Guinean music icon, Mory Kante, who helped introduce African music to the world stage is dead
Guinean music icon, Mory Kante, who helped introduce African music to the world stage in the 1980s, has died at the age of 70.
The ‘Yeke Yeke’ hitmaker died in hospital on Friday in the Guinea capital, Conakry, and the sad news was confirmed by his son, Balla Kanté.
He told the AFP news agency his father died from health problems that had been left untreated due to the Coronavirus outbreak.
He said: “He suffered from chronic illnesses and often travelled to France for treatment but that was no longer possible with the coronavirus.

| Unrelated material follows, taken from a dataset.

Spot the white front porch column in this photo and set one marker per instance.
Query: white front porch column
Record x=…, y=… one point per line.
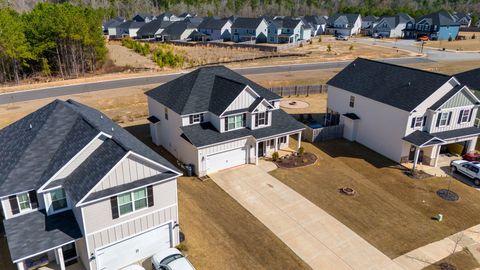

We saw his condition deteriorate rapidly, but I was still surprised because he’d been through much worse times before.”
Kante, who started his career in the 1970s as a member of the Rail Band, was best known for his 1987 song Yeke Yeke which became a number one hit in countries across Europe in 1988.
The song became the first African record to sell more than one million copies and was given a special remix for the UK, named the Afro Acid Mix, and it peaked at number. 25.
Some of his notable albums include ‘Mory Kanté a Paris’ (1984), ‘Akwaba Beach’ (1987), ‘Touma’ (1990), and ‘Nongo Village’ (1993).
President of Guinea, Alpha Condé paid tribute to Mory Kante and hailed him for his “exceptional” career.